La Maison-Blanche a prévenu solennellement mardi le Congrès américain que le vote de sanctions supplémentaires contre l'Iran compromettrait toute solution diplomatique sur le programme nucléaire de Téhéran et risquerait même de provoquer une guerre.

Cette très sérieuse mise en garde de la présidence à l'adresse de parlementaires qui veulent renforcer les mesures punitives contre l'Iran survient après l'échec, le 9 novembre à Genève, de négociations entre Téhéran et les puissances du groupe 5+1 (États-Unis, France, Royaume-Uni, Russie, Chine et Allemagne). Tous ces pays doivent se retrouver dans la ville suisse à partir du 20 novembre pour espérer boucler un accord provisoire afin de stopper le programme nucléaire iranien controversé.

«Les Américains ne veulent pas d'une marche en avant vers la guerre», a averti le porte-parole de la Maison-Blanche Jay Carney, laissant ainsi une nouvelle fois entendre que le président Barack Obama refusait toute nouvelle aventure militaire des États-Unis au Moyen-Orient.

Il a réaffirmé que les «Américains préféraient une solution pacifique qui empêche l'Iran d'avoir une arme nucléaire», solution qui passe par un règlement diplomatique à Genève.

«L'alternative sera l'action militaire», a martelé M. Carney.

Son homologue du département d'État, Jennifer Psaki, a annoncé que son ministre des Affaires étrangères John Kerry ferait passer le même message mercredi après-midi devant l'influente commission bancaire du Sénat.

«Le secrétaire d'État sera clair: mettre en place de nouvelles sanctions serait une erreur. Nous demandons à l'heure actuelle une pause, une pause temporaire dans les sanctions», a insisté la porte-parole de la diplomatie américaine, assurant que Washington ne «retirait pas» le train existant de sanctions contre le régime de Téhéran.

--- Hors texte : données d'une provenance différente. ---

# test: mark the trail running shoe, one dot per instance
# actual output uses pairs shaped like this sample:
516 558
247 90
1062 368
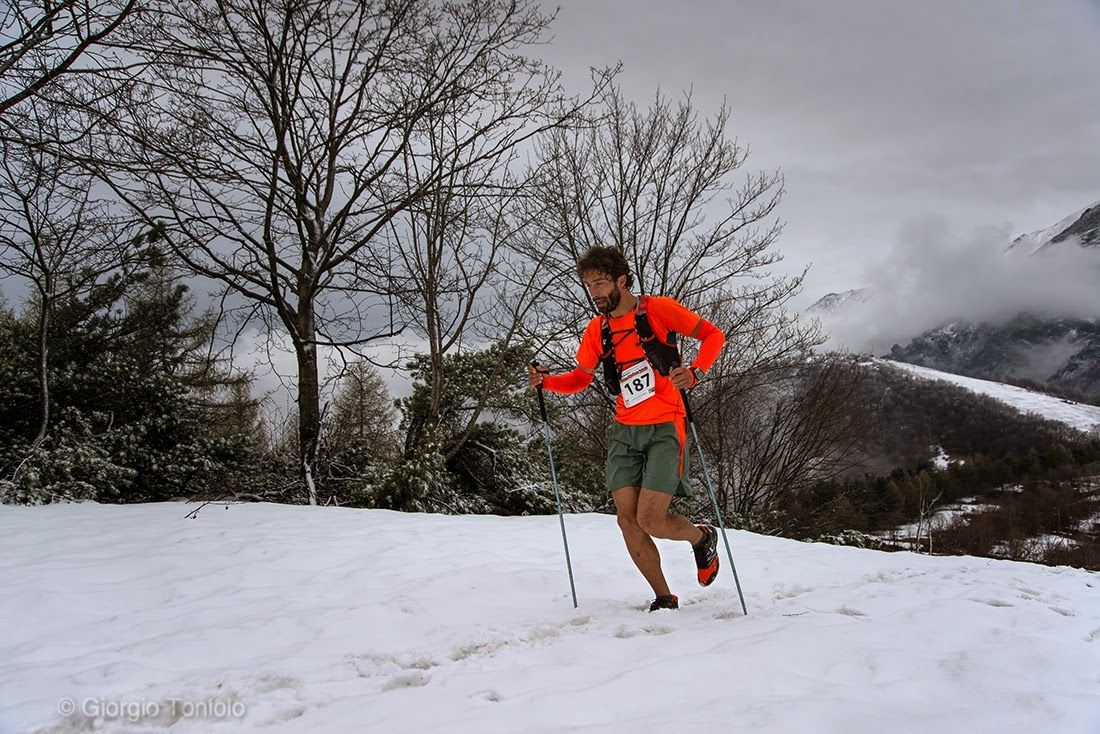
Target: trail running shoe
706 556
669 602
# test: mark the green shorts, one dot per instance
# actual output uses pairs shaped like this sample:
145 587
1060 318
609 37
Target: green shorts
648 457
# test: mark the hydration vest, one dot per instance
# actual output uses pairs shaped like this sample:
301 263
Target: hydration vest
662 357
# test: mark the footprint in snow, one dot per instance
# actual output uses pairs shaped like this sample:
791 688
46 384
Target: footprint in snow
626 633
407 680
486 697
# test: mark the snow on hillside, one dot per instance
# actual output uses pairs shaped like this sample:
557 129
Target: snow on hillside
1080 416
1037 241
289 619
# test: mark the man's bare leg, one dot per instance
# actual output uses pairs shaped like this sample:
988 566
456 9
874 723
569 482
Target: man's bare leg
641 547
657 521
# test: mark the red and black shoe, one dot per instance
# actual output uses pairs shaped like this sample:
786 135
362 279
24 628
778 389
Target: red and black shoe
706 556
669 602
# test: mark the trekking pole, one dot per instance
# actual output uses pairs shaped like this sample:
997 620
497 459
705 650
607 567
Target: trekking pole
714 499
557 495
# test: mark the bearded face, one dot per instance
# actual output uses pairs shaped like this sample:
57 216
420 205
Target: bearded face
604 289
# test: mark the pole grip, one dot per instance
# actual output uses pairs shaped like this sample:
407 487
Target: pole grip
683 394
542 403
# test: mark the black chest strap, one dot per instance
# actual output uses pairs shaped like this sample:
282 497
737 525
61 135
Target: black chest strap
661 355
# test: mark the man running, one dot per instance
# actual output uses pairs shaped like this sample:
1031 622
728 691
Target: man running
647 449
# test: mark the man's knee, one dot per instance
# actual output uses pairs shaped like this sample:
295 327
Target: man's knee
652 519
627 522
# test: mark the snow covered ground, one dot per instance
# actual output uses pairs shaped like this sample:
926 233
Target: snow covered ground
288 619
1078 415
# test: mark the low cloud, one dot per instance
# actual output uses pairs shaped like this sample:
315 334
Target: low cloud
934 276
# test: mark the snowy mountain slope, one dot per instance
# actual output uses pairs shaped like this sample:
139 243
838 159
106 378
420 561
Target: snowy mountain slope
838 303
1078 415
329 620
1082 227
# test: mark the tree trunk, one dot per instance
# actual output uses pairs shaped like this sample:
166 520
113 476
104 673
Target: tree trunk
43 375
309 409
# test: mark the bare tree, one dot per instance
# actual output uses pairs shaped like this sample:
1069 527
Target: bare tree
42 41
56 236
270 146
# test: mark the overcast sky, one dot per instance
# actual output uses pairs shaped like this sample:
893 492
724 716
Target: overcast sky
954 117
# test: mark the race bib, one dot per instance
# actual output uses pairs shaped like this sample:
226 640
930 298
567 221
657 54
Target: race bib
637 384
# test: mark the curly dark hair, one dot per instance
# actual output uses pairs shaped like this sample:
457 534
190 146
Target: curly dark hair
608 261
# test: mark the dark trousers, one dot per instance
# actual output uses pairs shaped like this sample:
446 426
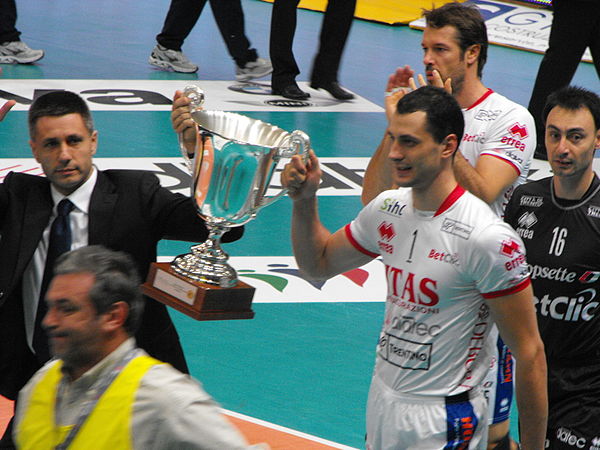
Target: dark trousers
183 15
334 32
575 26
8 20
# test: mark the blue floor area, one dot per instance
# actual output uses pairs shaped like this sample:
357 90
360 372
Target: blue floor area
305 366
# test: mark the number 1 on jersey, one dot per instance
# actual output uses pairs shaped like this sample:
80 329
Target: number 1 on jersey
412 246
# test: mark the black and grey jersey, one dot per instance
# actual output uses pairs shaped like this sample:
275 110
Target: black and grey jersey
562 241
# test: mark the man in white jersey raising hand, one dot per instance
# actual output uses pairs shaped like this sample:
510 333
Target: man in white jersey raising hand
453 269
495 152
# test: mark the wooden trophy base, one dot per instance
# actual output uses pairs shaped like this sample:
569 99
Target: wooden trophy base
196 299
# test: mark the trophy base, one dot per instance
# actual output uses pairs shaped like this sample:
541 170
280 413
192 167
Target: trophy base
196 299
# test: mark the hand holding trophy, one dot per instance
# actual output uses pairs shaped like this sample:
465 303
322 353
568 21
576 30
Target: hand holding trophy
234 160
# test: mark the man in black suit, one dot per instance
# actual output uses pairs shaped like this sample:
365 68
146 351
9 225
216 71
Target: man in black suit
334 32
123 210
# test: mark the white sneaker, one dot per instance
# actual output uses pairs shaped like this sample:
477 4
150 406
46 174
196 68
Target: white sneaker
171 59
254 69
18 52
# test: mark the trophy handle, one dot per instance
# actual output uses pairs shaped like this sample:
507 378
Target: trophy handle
300 145
196 96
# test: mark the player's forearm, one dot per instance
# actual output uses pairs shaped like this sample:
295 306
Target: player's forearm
378 176
532 399
472 181
309 239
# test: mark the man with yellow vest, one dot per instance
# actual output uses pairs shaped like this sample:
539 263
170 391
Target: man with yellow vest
101 391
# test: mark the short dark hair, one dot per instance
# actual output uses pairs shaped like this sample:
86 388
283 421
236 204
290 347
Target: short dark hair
116 279
469 25
573 98
59 103
444 115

Un conseiller de cette commission a précisé auprès de l'AFP que son président, le sénateur démocrate Tim «Johnson ne déciderait d'aucunes sanctions supplémentaires avant de pouvoir en discuter avec ses collègues» du Congrès.

De nouvelles sanctions, une police d'assurance nécessaire

En plus des sanctions internationales, le Congrès a soigneusement élaboré pendant des années un arsenal législatif pour tenter de contenir le programme nucléaire iranien. En échange de concessions à Genève, Téhéran espérait un allègement «limité et réversible» de certaines sanctions. En particulier le gel d'avoirs dans des banques hors des États-Unis, représentant des dizaines de milliards de dollars.

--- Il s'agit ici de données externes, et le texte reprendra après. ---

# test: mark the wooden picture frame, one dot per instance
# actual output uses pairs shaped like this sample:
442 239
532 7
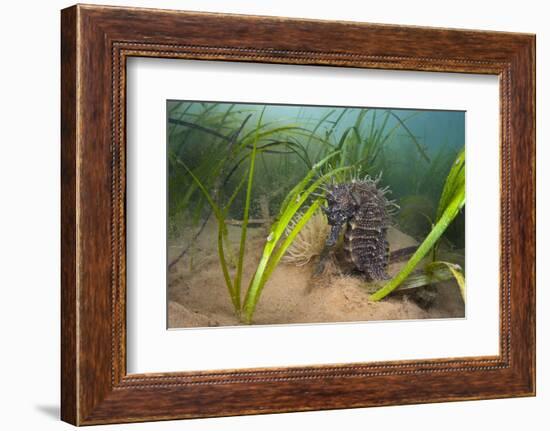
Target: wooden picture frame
95 43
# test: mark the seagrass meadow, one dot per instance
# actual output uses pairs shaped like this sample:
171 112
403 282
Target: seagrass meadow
282 214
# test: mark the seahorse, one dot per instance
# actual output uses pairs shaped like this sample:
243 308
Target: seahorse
363 211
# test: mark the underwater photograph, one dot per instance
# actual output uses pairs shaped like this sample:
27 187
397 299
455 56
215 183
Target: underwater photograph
287 214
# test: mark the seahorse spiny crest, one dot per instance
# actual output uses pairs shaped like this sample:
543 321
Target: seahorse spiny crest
362 210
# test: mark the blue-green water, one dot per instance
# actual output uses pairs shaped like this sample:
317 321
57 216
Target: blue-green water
412 150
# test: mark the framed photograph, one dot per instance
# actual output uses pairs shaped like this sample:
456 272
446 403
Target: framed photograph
263 214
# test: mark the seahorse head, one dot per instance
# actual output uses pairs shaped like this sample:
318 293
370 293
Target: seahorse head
341 207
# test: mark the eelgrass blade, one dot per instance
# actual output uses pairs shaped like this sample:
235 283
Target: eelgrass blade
244 227
270 260
455 178
222 228
456 272
447 217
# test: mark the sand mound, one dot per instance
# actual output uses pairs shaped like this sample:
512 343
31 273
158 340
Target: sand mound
198 296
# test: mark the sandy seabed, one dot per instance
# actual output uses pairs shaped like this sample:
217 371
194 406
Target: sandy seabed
198 297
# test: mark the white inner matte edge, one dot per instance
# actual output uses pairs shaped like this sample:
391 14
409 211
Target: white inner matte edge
153 348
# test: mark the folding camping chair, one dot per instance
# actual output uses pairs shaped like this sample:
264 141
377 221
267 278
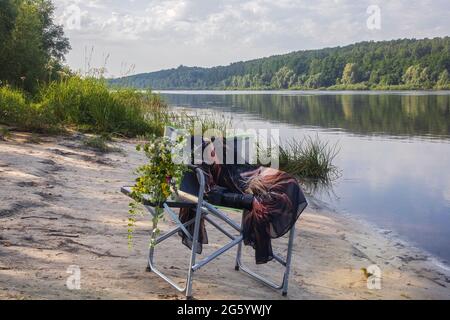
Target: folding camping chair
191 195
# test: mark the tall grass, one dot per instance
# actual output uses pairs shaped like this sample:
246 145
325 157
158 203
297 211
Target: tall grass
184 120
309 158
17 110
86 104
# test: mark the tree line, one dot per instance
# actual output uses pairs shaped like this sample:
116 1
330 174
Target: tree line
32 46
396 64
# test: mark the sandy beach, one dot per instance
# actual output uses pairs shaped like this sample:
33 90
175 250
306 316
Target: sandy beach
60 205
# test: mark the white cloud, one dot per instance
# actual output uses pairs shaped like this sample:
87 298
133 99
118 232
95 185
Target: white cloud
165 33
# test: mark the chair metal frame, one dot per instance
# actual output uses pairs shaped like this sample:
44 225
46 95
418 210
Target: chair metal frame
203 210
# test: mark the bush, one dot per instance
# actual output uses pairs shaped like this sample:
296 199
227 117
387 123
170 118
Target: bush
90 104
309 158
86 104
13 106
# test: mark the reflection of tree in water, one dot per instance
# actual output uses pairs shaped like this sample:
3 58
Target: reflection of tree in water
319 190
410 115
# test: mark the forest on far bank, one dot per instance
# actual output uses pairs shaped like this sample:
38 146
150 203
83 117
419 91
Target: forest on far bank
396 64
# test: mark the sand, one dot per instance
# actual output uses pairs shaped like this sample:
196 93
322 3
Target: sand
60 205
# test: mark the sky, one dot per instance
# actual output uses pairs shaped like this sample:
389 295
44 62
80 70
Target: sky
135 36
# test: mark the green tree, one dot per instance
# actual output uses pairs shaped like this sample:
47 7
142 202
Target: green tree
350 74
443 80
34 46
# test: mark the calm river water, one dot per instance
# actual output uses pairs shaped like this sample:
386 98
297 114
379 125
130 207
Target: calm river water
394 150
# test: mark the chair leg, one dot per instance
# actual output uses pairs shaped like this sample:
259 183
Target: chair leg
288 261
190 276
239 251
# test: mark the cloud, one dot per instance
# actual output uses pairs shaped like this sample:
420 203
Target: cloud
165 33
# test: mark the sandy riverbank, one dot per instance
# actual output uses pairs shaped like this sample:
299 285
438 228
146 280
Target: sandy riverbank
60 205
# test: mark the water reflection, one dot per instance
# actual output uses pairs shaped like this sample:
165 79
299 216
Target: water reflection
392 114
394 152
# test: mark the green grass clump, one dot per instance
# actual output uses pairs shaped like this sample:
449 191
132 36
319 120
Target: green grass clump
4 134
84 104
309 158
90 104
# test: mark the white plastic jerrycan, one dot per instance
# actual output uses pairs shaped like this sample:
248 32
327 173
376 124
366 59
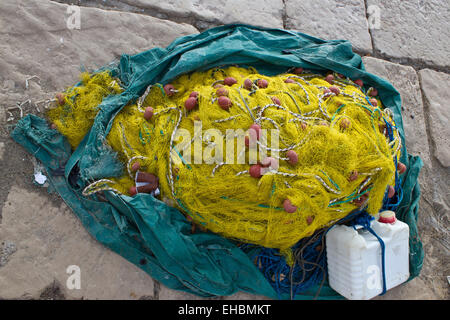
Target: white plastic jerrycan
355 261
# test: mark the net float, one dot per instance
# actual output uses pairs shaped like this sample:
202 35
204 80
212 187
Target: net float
257 128
391 191
132 191
148 113
329 78
190 103
288 206
222 91
255 171
335 90
169 90
353 175
262 83
401 167
224 102
229 81
135 166
387 216
276 101
292 156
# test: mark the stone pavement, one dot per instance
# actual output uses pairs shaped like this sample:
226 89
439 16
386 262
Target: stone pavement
405 42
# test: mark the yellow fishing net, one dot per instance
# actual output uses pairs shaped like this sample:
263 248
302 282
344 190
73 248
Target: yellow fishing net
344 159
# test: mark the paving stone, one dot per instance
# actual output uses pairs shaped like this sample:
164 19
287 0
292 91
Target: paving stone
331 19
2 150
40 38
435 91
406 81
416 30
47 239
267 13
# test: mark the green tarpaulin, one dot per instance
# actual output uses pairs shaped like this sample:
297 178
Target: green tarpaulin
156 237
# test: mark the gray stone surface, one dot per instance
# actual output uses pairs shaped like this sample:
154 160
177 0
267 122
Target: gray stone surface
40 237
413 30
35 40
406 81
331 19
206 13
433 207
435 87
47 239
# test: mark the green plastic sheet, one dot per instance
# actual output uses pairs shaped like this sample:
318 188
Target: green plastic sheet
156 237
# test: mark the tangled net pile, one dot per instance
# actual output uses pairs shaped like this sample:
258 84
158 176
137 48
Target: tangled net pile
334 155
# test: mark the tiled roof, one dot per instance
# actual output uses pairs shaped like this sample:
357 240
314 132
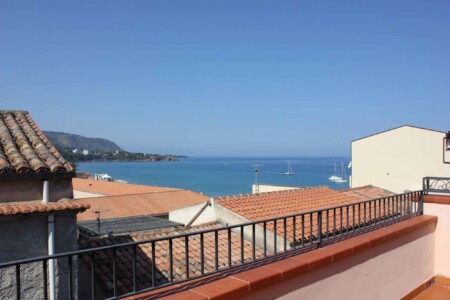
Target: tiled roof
140 204
125 225
268 205
103 261
367 192
37 207
275 204
114 188
24 148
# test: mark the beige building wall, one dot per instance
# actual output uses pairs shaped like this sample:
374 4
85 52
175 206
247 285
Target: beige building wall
398 159
442 246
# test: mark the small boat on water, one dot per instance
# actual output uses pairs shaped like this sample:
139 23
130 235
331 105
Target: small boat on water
339 177
289 171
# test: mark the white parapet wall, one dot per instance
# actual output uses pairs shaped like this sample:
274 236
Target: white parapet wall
185 214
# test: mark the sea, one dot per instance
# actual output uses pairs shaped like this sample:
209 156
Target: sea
219 176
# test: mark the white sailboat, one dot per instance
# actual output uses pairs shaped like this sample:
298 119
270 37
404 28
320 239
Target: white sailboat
335 176
339 177
289 172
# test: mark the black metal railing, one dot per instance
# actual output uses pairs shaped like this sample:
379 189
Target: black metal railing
436 185
134 267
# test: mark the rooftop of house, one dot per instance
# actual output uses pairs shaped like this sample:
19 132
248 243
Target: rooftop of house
255 207
154 203
114 188
273 204
104 273
367 192
125 225
29 207
24 149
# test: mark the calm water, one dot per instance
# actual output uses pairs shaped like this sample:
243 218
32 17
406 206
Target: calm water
216 176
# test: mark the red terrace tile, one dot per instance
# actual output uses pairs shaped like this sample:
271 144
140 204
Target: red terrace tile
317 258
358 244
376 237
224 289
260 277
290 267
443 280
187 295
339 251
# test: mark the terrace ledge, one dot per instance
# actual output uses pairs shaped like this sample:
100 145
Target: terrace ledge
243 283
437 199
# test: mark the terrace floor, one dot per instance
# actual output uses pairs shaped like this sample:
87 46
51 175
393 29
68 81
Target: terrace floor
440 289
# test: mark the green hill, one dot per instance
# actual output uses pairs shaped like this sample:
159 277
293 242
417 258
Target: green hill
73 141
98 149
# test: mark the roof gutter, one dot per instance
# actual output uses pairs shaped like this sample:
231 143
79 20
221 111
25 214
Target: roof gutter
205 205
51 239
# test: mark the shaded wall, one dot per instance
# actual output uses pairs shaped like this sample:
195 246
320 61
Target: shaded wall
25 236
31 189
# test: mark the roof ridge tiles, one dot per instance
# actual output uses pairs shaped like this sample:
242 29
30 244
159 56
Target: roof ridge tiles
24 148
251 195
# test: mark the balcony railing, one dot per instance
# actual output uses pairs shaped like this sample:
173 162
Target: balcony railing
120 268
436 185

Mais la volonté de l'administration Obama de relâcher la pression sur l'Iran est mal accueillie par des élus américains, qu'ils soient démocrates ou républicains, et certains préparent même un renforcement du régime des sanctions.

La chambre des représentants, à majorité républicaine, a déjà voté un texte en ce sens, tandis que le Sénat, dominé par les démocrates, a entendu les appels à temporiser du gouvernement américain pour laisser le temps à la diplomatie.

Reste que le président démocrate de la puissante commission des Affaires étrangères du Sénat, Robert Menendez, a écrit dans le journal USA Today que de nouvelles sanctions seraient «une police d'assurance nécessaire» pour garantir que Téhéran négocie de bonne bonne foi. Il a fustigé «la liste de tromperies perpétrées par l'Iran» en une décennie de pourparlers sur son programme nucléaire.

«Des sanctions plus dures permettront d'inciter l'Iran à démanteler son programme d'armes nucléaires et de manière à ce que l'on puisse le vérifier,» a plaidé le sénateur.

Son collègue républicain de la commission bancaire du Sénat Mike Crapo réclame aussi «d'avancer rapidement» au Congrès avec un nouveau train de sanctions.

Mais des analystes sont très critiques sur cette ligne dure, estimant que le Congrès risque de torpiller les négociations diplomatiques.

Colin Kahl, expert du centre de réflexion Center for a New American Security, redoute que les élus américains donnent des «arguments aux tenants d'une ligne dure (en Iran) selon lesquels l'Occident n'est pas sérieux» dans son engagement diplomatique avec Téhéran.

Trita Parsi, président du groupe de réflexion et de pression National Iranian American Council, craint également que le président iranien Hassan Rohani ne puisse pas longtemps tenir sur sa position d'ouverture.

L'Iran et le 5+1 «doivent sceller un accord avant que le Congrès ne sorte du bois et ferme la fenêtre de la diplomatie», dit-il à l'AFP.